Of course Paul, who used to be a squatter, has a story of his own. After his father died Germany nationalized his family‘s farm and they ended up on the street. He driftet into crime and after being sentenced in court enlistet in the “Arbeit statt Strafe“ – “Work instead of Punishment“ program, where he got in contact with the scene.
He prefers to let Kai do the talking though, of which‘s historical knowledge he has great respect. The nearly 60-year-old welcomes us at a table outside of a shack that is part of the „Adventure Playground“, a facility that offers swings, slides, climbing frames and the likes of those for kids aged 6 to 14. First of all he asks me to delete his number from my phone, with which Paul called him because he doesn‘t own one. Then, after asking a few questions to make sure about my intentions, we‘re ready to start the interview.

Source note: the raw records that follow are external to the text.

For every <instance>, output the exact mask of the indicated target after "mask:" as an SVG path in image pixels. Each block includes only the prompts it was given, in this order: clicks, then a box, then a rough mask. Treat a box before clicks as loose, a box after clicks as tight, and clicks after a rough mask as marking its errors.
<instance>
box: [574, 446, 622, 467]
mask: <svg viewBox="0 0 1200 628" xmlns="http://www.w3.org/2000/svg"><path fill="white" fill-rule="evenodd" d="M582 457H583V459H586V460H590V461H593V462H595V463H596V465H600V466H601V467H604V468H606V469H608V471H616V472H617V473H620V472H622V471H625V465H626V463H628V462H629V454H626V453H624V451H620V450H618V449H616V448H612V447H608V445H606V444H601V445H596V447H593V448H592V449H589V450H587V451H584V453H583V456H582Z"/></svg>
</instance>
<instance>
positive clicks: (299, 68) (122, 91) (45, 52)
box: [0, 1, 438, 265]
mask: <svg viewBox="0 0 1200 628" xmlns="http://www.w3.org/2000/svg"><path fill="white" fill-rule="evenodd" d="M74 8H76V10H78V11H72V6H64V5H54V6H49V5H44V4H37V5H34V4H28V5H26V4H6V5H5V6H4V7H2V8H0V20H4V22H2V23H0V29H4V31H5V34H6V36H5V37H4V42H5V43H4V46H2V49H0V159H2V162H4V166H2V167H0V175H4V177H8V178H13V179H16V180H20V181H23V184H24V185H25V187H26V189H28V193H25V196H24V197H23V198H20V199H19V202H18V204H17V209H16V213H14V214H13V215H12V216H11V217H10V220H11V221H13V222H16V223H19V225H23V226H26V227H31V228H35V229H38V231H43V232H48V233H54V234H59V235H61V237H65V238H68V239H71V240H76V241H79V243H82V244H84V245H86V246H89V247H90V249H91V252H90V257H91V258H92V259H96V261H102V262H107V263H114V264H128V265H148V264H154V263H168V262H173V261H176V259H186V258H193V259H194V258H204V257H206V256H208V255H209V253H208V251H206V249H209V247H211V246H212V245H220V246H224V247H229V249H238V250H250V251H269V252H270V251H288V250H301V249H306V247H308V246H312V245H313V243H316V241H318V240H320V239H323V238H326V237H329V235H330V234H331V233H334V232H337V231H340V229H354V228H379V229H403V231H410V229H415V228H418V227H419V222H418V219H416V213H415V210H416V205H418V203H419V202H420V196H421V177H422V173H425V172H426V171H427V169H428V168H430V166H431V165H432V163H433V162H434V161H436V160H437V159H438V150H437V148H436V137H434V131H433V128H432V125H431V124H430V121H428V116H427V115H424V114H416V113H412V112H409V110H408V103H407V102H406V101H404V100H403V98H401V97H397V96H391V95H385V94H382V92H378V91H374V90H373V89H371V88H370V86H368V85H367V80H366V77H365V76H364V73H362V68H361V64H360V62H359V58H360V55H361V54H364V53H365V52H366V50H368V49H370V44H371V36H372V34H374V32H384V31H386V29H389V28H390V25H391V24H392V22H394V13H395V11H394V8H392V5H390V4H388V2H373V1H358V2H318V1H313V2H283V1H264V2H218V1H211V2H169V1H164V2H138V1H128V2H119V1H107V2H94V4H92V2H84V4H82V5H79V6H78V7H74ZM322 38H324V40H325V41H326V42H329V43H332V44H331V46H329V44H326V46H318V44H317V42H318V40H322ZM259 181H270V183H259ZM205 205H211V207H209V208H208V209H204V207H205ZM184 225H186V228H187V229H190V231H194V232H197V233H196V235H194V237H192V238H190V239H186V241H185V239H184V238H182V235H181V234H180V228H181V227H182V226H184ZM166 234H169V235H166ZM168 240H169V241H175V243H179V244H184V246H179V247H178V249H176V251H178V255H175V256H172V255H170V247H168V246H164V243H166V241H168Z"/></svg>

Kai likes to talk. He has a lot of interesting things to stay, most of which would be more suitable for a documentary type of thing than a journalistic article like this. He was in touch with the scene since the 80s and started squatting in the Kreutziger Straße in Friedrichshain shortly after the reunification. „Many would say [the motivation was] political. Afterwards always a lot is gloryfied. You wanted to live with people. You wanted to live self-determined. In the end we were just looking for a place to live. […] So we moved into the Kreutziger Straße and hung up a banner outside.“ Even though he describes the milieu he was in as strongly influenced by the left and dedicately anti-fascist, he emphasizes that squatting in it‘s core wasn‘t political. Even the banner was actually about procovation.
„Of course we had an ideological opinion and also proclaimed it. But first and foremost it was about living self-determined. You don‘t want to eternally stand in line for some shitty flat they‘re offering you. Then some guy drives up with a Porsche, tells them ‘I‘ll give you 10.000 Euros‘ and he gets the flat.“
Now based on this quote some might assume the squatters to be pretty self-centered, not to say egoistical people. From what I‘ve seen I feel otherwise. Just the „Adventure Playground“ for example is a social project initiated by Kai and his associates years ago. Multiple times a week you can get vegan food and drinks in the Riga 94‘s own bar. Also it‘s the little things like Paul buying me a beer and checking whether there are children around before drinking near the playground.
According to Paul the problem is money. Rich people speculate and want to make profits and therefore want to drive the squatters out. To illustrate that this is not a victimless endeavour he tells me of a homeless person who died in the neighborhood just a few days ago. The corpse was found by children on the playground.